Beneficios visibles, distorsiones invisibles

No hay que minimizar los efectos positivos: según el BCH, más del 80% de los fondos se destinan a alimentación, salud y educación, y las madres concentran más del 37% de los envíos. Estos recursos sostienen consumo, dinamizan comercios locales y financian mejoras de vivienda, con un impacto real en la supervivencia y en la demanda interna.

Pero las consecuencias no intencionadas también existen. La abundancia de divisas provenientes del exterior puede apretar el tipo de cambio y generar lo que en teoría se llama "enfermedad holandesa": aprecio real del tipo de cambio que erosiona la competitividad exportadora doméstica. Además, cuando el ingreso de remesas se vuelve central, se reduce el imperativo social y político de avanzar en reformas estructurales: se produce una forma sutil de captura del Estado, donde grupos en el poder prefieren administrar renta en lugar de transformar la base productiva.

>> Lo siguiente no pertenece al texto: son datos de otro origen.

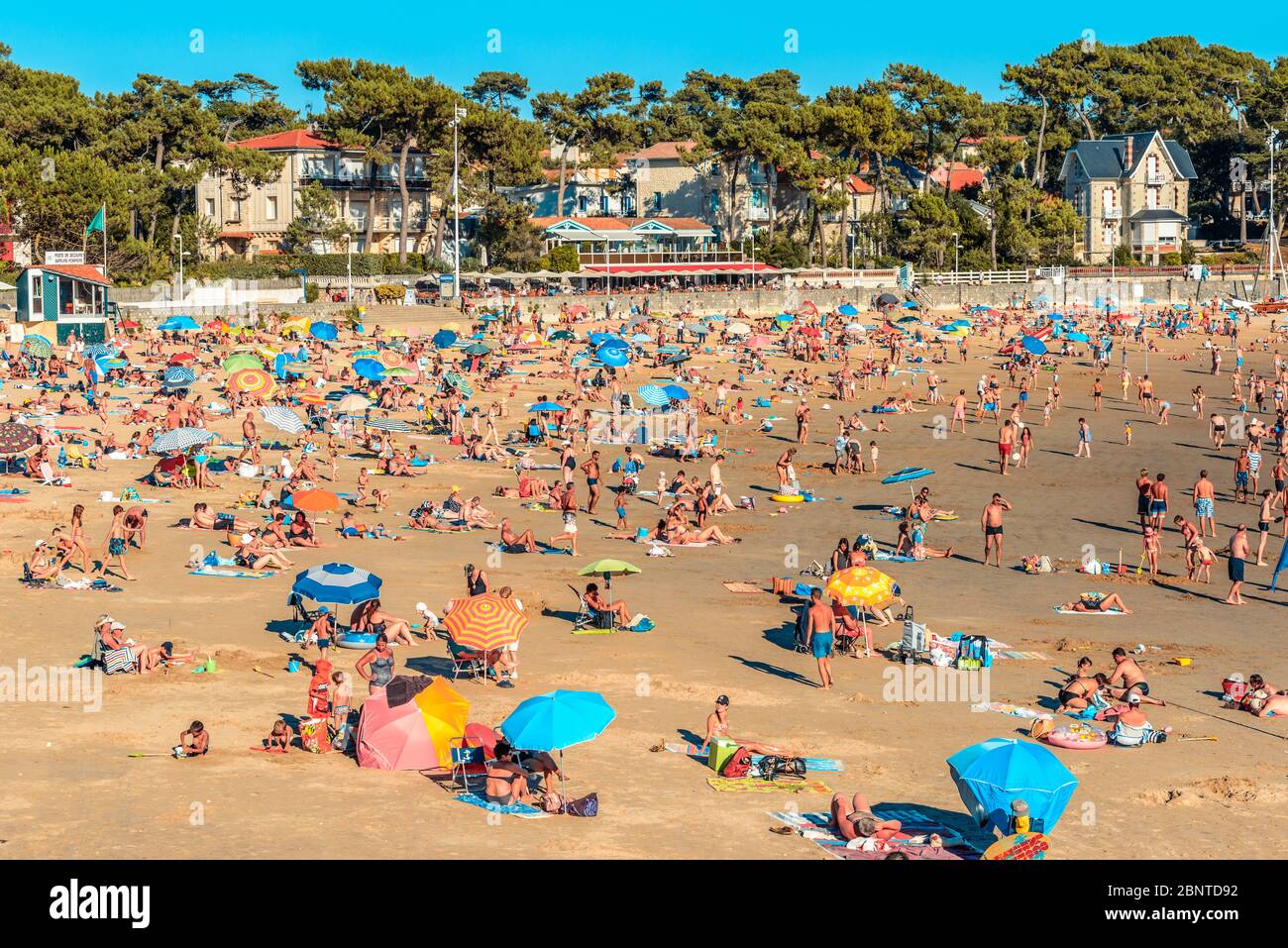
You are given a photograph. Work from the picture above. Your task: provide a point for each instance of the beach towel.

Riesgo legal y político: el TPS como variable crítica

La nota subraya un riesgo concreto: la reactivación judicial del proceso de cancelación del Estatus de Protección Temporal (TPS) para más de 55,000 hondureños en Estados Unidos. Dado que casi la totalidad de las remesas proviene de ese país, una alteración en la estabilidad laboral de los migrantes impactaría las transferencias. Aquí la dispersión del conocimiento es notoria: las autoridades nacionales pueden hipotetizar escenarios, pero son los millones de hogares y los migrantes en Estados Unidos quienes, en su conducta fragmentaria y cotidiana, finalmente deciden el flujo real de divisas.

¿Qué políticas convienen? Prudencia frente a la pretensión de diseño

Hay dos tentaciones contrapuestas que conviene evitar. La primera es la intervención directa para capturar o gravar las remesas de modo expansivo: suele generar evasión, costos de transferencia y, en el peor de los casos, castiga a receptores vulnerables. La segunda es la pasividad: aceptar la dependencia como destino inevitable.

Proponemos un enfoque pragmático. Primero, reducir costos de transferencia y mejorar inclusión financiera para que más remesas se canalicen por la banca y puedan convertirse en crédito productivo sin coerción. Segundo, incentivar, mediante contrapartidas privadas y fondos de coinversión, que parte de las remesas se canalicen a inversión en vivienda formal, microempresas y educación técnica. Tercero, diversificar la base de exportaciones y la atracción de inversión extranjera; depender de un único socio emisor es una falla de gestión estratégica.

Como advertía Friedrich Hayek, la pretensión de conocimiento absoluto es la madre de los errores de planificación. Las políticas útiles reconocerán esa dispersión del conocimiento y trabajarán con incentivos, no con órdenes jerárquicas.

Mirada al largo plazo

Las remesas no son un cheque en blanco: sostienen hogares pero no sustituyen un proyecto de desarrollo. Honduras necesita convertir ese flujo en una oportunidad para reducir la pobreza estructural y aumentar la resiliencia macroeconómica, sin caer en la tentación de rent-seeking estatal. En los próximos meses el monitoreo será clave: si las proyecciones del BCH para 2026 se confirman a la baja, la urgencia de reformas económicas y fiscales será aún mayor.

En suma, las remesas son hoy una bendición cotidiana y, simultáneamente, una llamada de atención. Manejarla bien exige reconocer las limitaciones del diseño centralizado y construir, desde incentivos y competencia, un camino hacia mayor autonomía económica.